Sadler-Smith (2014) briefly characterizes the issues connected to global warming (increased amount of water; changes in the Arctic region surface reflectivity; enhanced dynamics of currents; frozen methane being freed and contributing to the greenhouse effect; more frequent and disastrous weather events) and points out the fact that it is a phenomenon that was largely induced by human activity, and that is going to affect the people of future generations.
Sadler-Smith (2014) then poses a logical question: “why is so little being done day-to-day by the majority of individuals and organizations” (p. 391), especially since nowadays both scientists and policymakers insist on large-scale changes? To answer this question, the author uses a theoretical cognitive perspective that suggests splitting human cognition into intuitive and analytical systems, where the former processes experience and is more powerful from the point of view of mobilization while the latter works with reflection and analysis and is a less intensive mobilizer. Given the fact that the consequences of the global warming are spatially and temporarily removed from the majority of the globe’s population, this perspective explains why people fail to provide an appropriate response.

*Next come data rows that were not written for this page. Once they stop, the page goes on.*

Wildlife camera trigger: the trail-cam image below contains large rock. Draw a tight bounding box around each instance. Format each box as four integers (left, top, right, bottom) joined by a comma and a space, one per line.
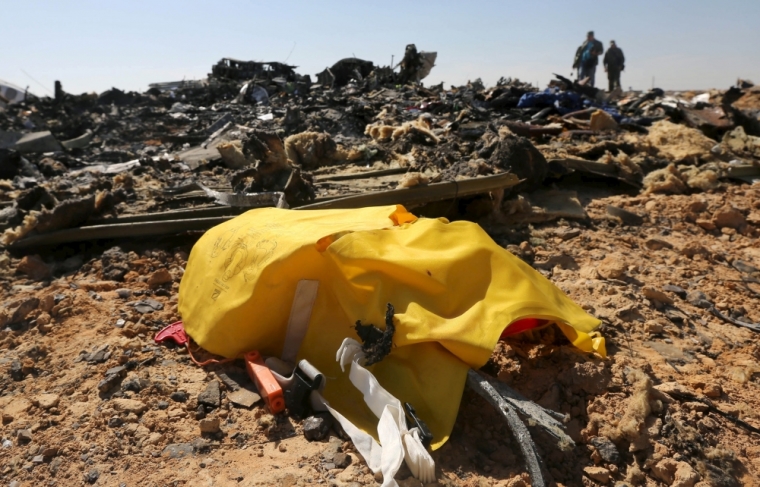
111, 398, 148, 414
712, 205, 747, 228
16, 255, 53, 281
583, 467, 610, 484
489, 131, 549, 192
3, 397, 32, 423
35, 394, 61, 409
590, 436, 620, 466
597, 254, 628, 279
198, 380, 222, 408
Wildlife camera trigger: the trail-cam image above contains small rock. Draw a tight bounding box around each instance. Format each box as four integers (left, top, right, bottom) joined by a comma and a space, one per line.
134, 299, 164, 314
671, 462, 700, 487
111, 398, 148, 415
555, 228, 581, 240
731, 259, 760, 274
16, 255, 53, 281
686, 200, 707, 213
148, 269, 173, 288
713, 205, 747, 228
583, 467, 610, 484
37, 311, 51, 326
662, 284, 686, 299
606, 205, 644, 227
195, 404, 206, 419
3, 397, 32, 423
198, 418, 221, 434
303, 414, 332, 441
84, 468, 100, 484
10, 298, 40, 324
198, 380, 222, 408
333, 453, 352, 468
590, 436, 620, 466
98, 365, 127, 393
40, 294, 55, 313
49, 457, 63, 476
644, 238, 673, 250
84, 344, 111, 364
686, 289, 712, 308
169, 391, 187, 402
121, 377, 150, 392
642, 286, 674, 304
42, 448, 58, 458
681, 240, 710, 258
161, 443, 194, 458
227, 387, 261, 408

However, Sadler-Smith (2014) argues that the same perspective can be used to devise solutions that would help to improve people’s engagement in the issue. In particular, it has been proposed to use a powerful emphasis on the actual personal consequences of the problem and, at the same time, stimulate the analytical system to enhance the effects. Therefore, this model can be used to work out interventions for large groups of people, and HRD departments can be employed to participate in developing and customizing such interventions to the specific features exhibited by the employees of a particular community.

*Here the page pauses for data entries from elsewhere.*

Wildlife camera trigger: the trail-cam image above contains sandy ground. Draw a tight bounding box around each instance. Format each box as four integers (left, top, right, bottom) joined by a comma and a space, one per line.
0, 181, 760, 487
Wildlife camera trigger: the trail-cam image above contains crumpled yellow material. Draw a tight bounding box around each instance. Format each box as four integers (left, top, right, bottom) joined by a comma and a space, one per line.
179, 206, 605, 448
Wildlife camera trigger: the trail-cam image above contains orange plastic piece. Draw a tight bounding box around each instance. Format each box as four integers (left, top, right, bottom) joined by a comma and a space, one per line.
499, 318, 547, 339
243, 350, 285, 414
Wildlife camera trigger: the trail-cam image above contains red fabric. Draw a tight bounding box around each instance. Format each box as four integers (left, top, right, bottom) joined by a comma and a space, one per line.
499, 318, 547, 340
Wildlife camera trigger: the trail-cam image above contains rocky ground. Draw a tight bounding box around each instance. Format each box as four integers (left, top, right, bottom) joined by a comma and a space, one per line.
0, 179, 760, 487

After the development of suitable interventions, it would be most convenient for HRD specialists to disseminate them, thus performing their direct function (the development of human resource qualities) and affecting the behavior of large groups of people as a part of organizational activities. Thus, the article suggests a tool for approaching the issue of global warming, but Sadler-Smith (2014) highlights the fact that this aspect does not exhaust the possible ways in which the HRD can contribute to the resolution of the problem (p. 391).
The greatest strength of the research consists in the way it connects the global warming problem to the instrument of mobilizing human resources for its resolution through HRD activities. Apart from that, the universal nature of the tool can be regarded as a plus, even though it pertains to the area of HRM and HRD rather than global warming. Moreover, from the point of view of the HRD science, the paper offers another possible application of this relatively new area of knowledge.

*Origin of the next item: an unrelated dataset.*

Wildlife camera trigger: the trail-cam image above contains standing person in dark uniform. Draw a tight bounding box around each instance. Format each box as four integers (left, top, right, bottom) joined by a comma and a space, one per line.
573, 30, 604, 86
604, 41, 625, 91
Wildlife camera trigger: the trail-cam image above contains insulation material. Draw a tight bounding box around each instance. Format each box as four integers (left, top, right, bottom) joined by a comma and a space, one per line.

Also, the analyzed article is one of the few works that introduce the HRD perspective on global warming, which contributes to its originality and broadens the range of scientific approaches to global warming (p. 391). As a result, the article suggests an original perspective on the solution to the global warming problem, and this perspective connects several aspects of HRM, HRD, and psychology. Therefore, this interdisciplinary approach can also be regarded as one of the strengths of the paper.
Concerning the possible weaknesses, it may be pointed out that the author does not attempt to propose an intervention or analyze an existing one from the point of view of its applicability as an HRD activity. As a result, the paper remains rather theoretical, but it may be suggested that the article can be regarded as a form of a design science work: it offers a piece of knowledge that can be used in practice to resolve a particular issue. Since the interventions are more likely to have greater effectiveness when they are customized to a particular community, the mentioned weakness can be regarded as a natural limitation of a paper that suggests a general recommendation rather than a specific solution.
The article by Sadler-Smith (2014) demonstrates that global warming requires interdisciplinary approaches and proves the fact that HRD can play a major role in the solution of the problem, especially since humans and their behavior have been the key factors in its development.
Sadler-Smith, E. (2014). Making sense of global warming. European Journal Of Training And Development, 38(5), 387-397. Web.